Tuesday, July 17, 2012

Why I have no interest in Comic-Con


Thanks, JSP, for sending me this article!

From slate [excerpt], woke up Saturday morning determined to gain admission into Exhibit Hall H of the convention center. Hall H is the big kahuna—6,500 seats—where all the sparkly Hollywood stuff goes on. The first event scheduled on Saturday was at 11:30 a.m., when Quentin Tarantino would be presenting footage from his upcoming film, Django Unchained. To ensure I'd get a seat, I showed up four hours early to stand in line.

Immediately it became apparent that I should have shown up at least seven hours early. The line was comically long. It flowed into a park next to the convention center, serpentined several times, wound its way through fretful hope, past mournful despair, and then hopped out onto an access road for 750 yards or so before twisting into an entirely different park.
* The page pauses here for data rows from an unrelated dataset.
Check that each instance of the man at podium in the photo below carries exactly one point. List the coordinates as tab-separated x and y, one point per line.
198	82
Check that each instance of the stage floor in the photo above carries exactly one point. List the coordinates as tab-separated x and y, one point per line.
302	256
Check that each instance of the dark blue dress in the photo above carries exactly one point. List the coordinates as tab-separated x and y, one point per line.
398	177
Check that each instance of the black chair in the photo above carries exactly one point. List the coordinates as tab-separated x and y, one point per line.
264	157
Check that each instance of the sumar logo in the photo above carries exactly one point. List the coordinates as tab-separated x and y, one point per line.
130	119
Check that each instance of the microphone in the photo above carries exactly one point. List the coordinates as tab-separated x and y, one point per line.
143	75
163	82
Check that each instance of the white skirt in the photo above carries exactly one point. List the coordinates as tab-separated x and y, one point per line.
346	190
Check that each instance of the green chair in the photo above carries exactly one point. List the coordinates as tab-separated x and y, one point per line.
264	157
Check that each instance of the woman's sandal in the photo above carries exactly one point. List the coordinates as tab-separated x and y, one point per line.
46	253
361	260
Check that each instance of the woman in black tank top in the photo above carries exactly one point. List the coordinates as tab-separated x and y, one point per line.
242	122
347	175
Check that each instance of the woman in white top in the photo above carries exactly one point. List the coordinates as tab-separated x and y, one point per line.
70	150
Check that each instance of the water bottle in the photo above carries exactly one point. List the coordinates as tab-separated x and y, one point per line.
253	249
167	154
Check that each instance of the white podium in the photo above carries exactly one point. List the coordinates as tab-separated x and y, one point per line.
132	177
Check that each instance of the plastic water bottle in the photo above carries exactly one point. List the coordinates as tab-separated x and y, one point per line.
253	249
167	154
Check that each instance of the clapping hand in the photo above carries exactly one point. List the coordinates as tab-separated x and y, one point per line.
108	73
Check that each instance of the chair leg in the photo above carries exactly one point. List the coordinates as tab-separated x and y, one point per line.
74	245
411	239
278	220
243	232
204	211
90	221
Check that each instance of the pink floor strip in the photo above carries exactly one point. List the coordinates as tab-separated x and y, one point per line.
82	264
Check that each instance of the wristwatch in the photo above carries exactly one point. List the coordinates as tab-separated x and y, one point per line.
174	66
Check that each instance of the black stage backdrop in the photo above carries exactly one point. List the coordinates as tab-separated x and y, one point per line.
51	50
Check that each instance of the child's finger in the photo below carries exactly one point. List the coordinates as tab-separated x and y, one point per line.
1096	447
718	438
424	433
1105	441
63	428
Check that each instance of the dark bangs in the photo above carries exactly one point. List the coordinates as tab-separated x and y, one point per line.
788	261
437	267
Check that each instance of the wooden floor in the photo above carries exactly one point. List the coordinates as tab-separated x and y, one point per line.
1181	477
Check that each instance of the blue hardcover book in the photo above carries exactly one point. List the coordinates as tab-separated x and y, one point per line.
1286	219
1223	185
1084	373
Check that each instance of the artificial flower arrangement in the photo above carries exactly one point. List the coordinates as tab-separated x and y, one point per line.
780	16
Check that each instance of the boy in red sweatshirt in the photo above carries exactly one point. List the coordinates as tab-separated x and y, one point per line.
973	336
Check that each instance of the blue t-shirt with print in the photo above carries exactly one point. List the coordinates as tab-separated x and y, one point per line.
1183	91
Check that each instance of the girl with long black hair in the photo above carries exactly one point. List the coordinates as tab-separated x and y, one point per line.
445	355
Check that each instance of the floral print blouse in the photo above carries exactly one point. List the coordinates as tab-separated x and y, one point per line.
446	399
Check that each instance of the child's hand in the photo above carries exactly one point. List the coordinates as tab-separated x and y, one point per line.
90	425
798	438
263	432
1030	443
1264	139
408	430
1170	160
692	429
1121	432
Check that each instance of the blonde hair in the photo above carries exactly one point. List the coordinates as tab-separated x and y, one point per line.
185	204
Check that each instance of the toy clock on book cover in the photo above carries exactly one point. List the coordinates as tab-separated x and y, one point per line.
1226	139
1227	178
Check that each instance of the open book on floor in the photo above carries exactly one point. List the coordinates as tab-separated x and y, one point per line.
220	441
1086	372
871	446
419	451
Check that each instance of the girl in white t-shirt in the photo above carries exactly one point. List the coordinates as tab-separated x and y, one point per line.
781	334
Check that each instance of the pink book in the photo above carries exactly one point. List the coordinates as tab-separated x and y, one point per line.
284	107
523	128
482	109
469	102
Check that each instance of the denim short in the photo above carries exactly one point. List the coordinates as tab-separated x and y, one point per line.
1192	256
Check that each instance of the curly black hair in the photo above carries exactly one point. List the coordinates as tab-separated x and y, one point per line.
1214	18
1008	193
It finally terminated on a desolate, cracked-asphalt basketball court not remotely within eyeshot of the convention center entrance, where—and at this point I broke into an incredulous chuckle—it began to serpentine again, such that one had to trace 10 or 12 basketball-court-length switchbacks before making any forward progress.

The guys who fell in line behind me were a cheerful, chubby trio, munching on breakfast sandwiches. One dude wore a "Joss Whedon Is My Master Now" T-shirt, and another wore a shirt that said, "Captain Filipino-America." To pass the time, they named the full casts from every Star Trek iteration. Then they named all the actors who ever appeared on The Wonder Years. Then they began to play the six degrees game.

Full article here

2 comments:

Octopunk said...

In the late 90's my friends and I would see movies on opening night in Times Square and battle for good seats and everything (and get them), but I find in my old age I have absolutely no patience or stamina for any of that nonsense.

Since I work in the entertainment industry, I can get into Comic-Con for free, but everyone describes it as this ridiculous hassle nowadays. I've also heard it doesn't have the vendors you find at smaller cons, which is the real reason I go.

JPX said...

The most I ever waited was 3 hours to be the first person in line for Attack of the Clones. I have no patience for lines and/or waiting for stuff to happen. I'll happily skip opening weekend of a popular movie and then watch it on a Tuesday. Having the ability to skip lines at Disney and Universal Studios is the best idea since the iPhone (actually, there's an iPhone app that tells you the wait times for all the rides at Disney).